Маннергейм писал: «Мне предоставили целый вагон… Список его пассажиров дополнили мой адъютант и денщик… Все трудности длительной дороги легли на моего денщика. Он заводил показную дружбу с „товарищами“, чтобы на станциях получать кипяток. Обменял наш вагон, получивший повреждение, на другой у солдат, устроивших в нем казарму… Вскоре (через девять дней) мы добрались до Петрограда, где пробыли около недели».
Приехав 11 декабря в столицу России, Маннергейм остановился в гостинице «Европейская» и через три дня отправился на Екатерингофский проспект, 39, где в паспортной экспедиции статс-секретариата Великого княжества Финляндского получил контрамарку № 2999. Она удостоверяла, что он гражданин Финляндии, но паспорт ему не выдали, так как Маннергейм был генералом русской армии, еще не уволенным в отставку.
Посетив своего старого друга, начальника одного из отделов Генерального штаба России полковника Бориса Владимировича Литвинова, Густав у него на квартире (Большая Конюшенная улица, 2) пишет рапорт об отставке и просит Литвинова передать его в секретариат начальника (управляющего) Генштаба. Прочитав рапорт, Литвинов попросил Густава изменить дату рапорта на 1 января 1918 года, считая, что к этому времени в Генштабе кончится большевистский беспредел.
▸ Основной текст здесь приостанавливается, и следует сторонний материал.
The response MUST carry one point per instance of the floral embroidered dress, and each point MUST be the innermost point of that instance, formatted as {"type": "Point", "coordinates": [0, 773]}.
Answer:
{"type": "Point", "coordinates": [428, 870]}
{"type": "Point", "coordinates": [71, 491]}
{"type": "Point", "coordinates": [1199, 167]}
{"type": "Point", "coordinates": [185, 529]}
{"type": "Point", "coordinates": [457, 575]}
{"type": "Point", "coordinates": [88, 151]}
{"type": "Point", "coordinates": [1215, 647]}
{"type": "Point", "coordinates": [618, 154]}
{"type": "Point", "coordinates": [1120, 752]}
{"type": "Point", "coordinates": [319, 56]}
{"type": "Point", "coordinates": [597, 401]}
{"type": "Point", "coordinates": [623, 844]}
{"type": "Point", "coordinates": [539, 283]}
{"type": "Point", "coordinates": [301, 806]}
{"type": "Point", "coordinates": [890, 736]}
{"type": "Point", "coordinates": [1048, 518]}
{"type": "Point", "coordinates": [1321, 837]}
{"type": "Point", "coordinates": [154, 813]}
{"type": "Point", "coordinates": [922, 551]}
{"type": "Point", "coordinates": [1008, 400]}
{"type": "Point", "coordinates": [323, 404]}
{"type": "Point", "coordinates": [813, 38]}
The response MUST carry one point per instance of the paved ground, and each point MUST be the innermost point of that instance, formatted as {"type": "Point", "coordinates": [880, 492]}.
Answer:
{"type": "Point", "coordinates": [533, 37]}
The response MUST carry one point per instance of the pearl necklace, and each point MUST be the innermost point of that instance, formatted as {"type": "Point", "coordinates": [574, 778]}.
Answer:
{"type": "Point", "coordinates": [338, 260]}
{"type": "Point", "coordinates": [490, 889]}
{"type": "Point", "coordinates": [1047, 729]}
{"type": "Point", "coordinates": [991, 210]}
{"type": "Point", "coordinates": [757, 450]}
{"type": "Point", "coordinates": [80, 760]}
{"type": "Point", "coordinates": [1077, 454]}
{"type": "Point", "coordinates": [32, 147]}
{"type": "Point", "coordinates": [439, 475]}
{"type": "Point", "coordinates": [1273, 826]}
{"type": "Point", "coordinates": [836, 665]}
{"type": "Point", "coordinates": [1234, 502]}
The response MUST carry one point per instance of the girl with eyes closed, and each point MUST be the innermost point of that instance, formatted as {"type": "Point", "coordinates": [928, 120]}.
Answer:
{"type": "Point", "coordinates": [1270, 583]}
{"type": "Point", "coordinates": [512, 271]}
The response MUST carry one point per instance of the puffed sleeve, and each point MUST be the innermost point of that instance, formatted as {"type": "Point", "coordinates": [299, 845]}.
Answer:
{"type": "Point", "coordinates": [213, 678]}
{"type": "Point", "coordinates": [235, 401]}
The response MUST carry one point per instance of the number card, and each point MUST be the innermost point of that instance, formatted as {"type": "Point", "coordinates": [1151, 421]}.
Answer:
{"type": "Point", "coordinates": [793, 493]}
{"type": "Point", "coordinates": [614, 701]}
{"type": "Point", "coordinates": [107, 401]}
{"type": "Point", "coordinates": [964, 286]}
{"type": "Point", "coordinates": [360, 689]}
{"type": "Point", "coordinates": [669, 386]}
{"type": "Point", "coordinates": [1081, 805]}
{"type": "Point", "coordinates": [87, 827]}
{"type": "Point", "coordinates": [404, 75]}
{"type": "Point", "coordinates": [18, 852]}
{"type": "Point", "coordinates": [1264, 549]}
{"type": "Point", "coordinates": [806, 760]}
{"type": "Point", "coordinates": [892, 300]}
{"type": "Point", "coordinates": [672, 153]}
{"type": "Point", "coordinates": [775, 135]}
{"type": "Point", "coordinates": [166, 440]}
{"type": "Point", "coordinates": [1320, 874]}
Теперь генералу надо было думать, как уехать в Финляндию. Разрешение на выезд из России давали большевики, но Маннергейм не хотел иметь с ними дело и решил пойти на риск. Он с Игнатием и двумя дорожными сумками отправляется на Финляндский вокзал. При проходе на перрон патрульные солдаты-ингерманландцы потребовали от Густава документы. Он, с ужасным произношением говоря по-фински, показал им командировку, полученную в Одессе. Это убедило солдат, и они пропустили Маннергейма и Карпачева на перрон. Поездов долго не было, и, когда приходили составы, люди штурмом брали вагоны. Оставшиеся ждали «у моря погоды». Карпачев с помощью носильщика, который оказался его земляком из села Творищино, на запасных путях организовал посадку в пустой вагон из сформированного состава для Финляндии.
Около часа ночи поезд двинулся в путь, недолго постоял на станции Белоостров и, пробежав по небольшому мосту через реку Сестра, вырвался на территорию Финляндии. Вахмистр Игнатий Кондратович Карпачев на пять лет покинул свою родину.
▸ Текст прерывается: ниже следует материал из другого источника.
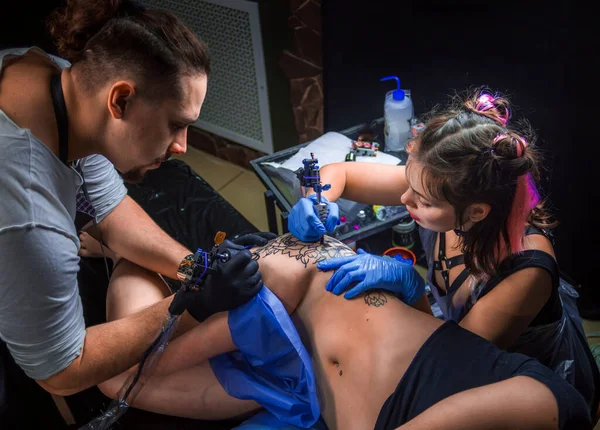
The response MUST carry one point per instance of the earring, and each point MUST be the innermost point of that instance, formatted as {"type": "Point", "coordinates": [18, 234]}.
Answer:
{"type": "Point", "coordinates": [459, 232]}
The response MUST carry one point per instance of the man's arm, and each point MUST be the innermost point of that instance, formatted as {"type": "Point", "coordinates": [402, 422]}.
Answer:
{"type": "Point", "coordinates": [130, 232]}
{"type": "Point", "coordinates": [108, 350]}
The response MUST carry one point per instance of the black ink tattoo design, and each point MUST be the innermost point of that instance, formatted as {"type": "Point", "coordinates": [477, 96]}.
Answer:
{"type": "Point", "coordinates": [302, 251]}
{"type": "Point", "coordinates": [375, 298]}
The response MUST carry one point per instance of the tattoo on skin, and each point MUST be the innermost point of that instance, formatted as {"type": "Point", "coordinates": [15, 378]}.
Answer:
{"type": "Point", "coordinates": [375, 298]}
{"type": "Point", "coordinates": [306, 253]}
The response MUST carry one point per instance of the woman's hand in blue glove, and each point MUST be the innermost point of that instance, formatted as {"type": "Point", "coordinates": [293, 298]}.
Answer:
{"type": "Point", "coordinates": [304, 222]}
{"type": "Point", "coordinates": [371, 271]}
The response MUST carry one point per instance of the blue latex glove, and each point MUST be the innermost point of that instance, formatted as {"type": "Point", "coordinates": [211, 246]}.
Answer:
{"type": "Point", "coordinates": [371, 271]}
{"type": "Point", "coordinates": [304, 222]}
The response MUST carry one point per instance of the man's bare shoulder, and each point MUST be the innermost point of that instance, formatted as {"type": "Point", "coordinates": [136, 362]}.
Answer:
{"type": "Point", "coordinates": [304, 252]}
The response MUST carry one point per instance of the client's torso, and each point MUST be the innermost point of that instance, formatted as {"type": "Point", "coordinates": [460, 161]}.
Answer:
{"type": "Point", "coordinates": [360, 348]}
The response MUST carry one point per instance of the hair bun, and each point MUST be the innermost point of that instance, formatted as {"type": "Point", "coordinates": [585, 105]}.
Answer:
{"type": "Point", "coordinates": [492, 107]}
{"type": "Point", "coordinates": [511, 148]}
{"type": "Point", "coordinates": [74, 24]}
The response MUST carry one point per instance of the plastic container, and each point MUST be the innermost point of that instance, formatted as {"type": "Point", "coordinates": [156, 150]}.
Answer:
{"type": "Point", "coordinates": [404, 234]}
{"type": "Point", "coordinates": [398, 112]}
{"type": "Point", "coordinates": [401, 254]}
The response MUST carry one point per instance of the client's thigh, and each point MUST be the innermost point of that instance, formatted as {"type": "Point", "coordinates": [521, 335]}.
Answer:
{"type": "Point", "coordinates": [193, 392]}
{"type": "Point", "coordinates": [131, 289]}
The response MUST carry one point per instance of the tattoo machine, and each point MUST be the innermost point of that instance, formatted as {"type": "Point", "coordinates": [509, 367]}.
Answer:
{"type": "Point", "coordinates": [310, 177]}
{"type": "Point", "coordinates": [193, 277]}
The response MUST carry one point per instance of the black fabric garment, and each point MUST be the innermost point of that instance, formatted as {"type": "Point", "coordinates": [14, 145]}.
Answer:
{"type": "Point", "coordinates": [186, 207]}
{"type": "Point", "coordinates": [453, 360]}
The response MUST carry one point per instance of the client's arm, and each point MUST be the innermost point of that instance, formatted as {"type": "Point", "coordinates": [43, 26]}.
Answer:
{"type": "Point", "coordinates": [519, 402]}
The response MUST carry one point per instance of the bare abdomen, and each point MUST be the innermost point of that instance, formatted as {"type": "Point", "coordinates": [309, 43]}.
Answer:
{"type": "Point", "coordinates": [360, 349]}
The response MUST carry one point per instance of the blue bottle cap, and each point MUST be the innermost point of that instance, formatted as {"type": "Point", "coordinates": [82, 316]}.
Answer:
{"type": "Point", "coordinates": [398, 94]}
18 декабря 1917 года, приехав в Гельсингфорс, генерал Маннергейм с денщиком остановились у старшей сестры Густава Софьи, где провели рождественские праздники. Игнатий сходил на службу в Успенский собор.
26 декабря Густав Маннергейм, оформив нужные документы, теперь как иностранец поехал в Петроград, чтобы лично узнать, как тут развиваются события. Остановившись в гостинице «Европейская», которая стала особым западным миром того времени в большевистском Петрограде, Густав отправился к своему кавалергардскому другу Евгению Гернгроссу на Моховую улицу, 17, где неожиданно встретился с графиней Елизаветой Шуваловой, которая жила здесь после того, как красногвардейцы буквально выбросили ее из особняка на Фонтанке. Гернгросс, живя в Германии в 20-х годах, писал в своих неопубликованных воспоминаниях: «Шувалова подробно информировала своего „друга сердца“ о положении в красном Петрограде и людях, которые готовы были свергнуть большевиков, о провалах и арестах, не забыв тех, кто спрятался „в норах как мыши“». Графиня устроила встречу Густава с главой французской военной миссии в Петрограде генералом Нисселем, но разговор о продаже оружия не имел никаких реальных последствий. В субботу 29 декабря 1917 года, накануне своего отъезда на родину, генерал Маннергейм навестил Литвинова и попросил его передать в пенсионный отдел Генштаба свой послужной список, который он привез из Одессы. Литвинов выполнил просьбу друга.
Несколько позже полковник Литвинов по своим личным каналам передал Маннергейму в Финляндию, что 21 февраля 1918 года тот уволен в отставку с тремя пенсиями: из казны 3761 рубль, из эмеритальных касс: одесской — 859 рублей и финской — 739 рублей в год. На две первые пенсии «белофинского генерала и охранника кровавого Николая» наложил запрет, согласовав это с Лениным, 8 апреля 1918 года нарком по военным делам Л. Д. Троцкий (Бронштейн).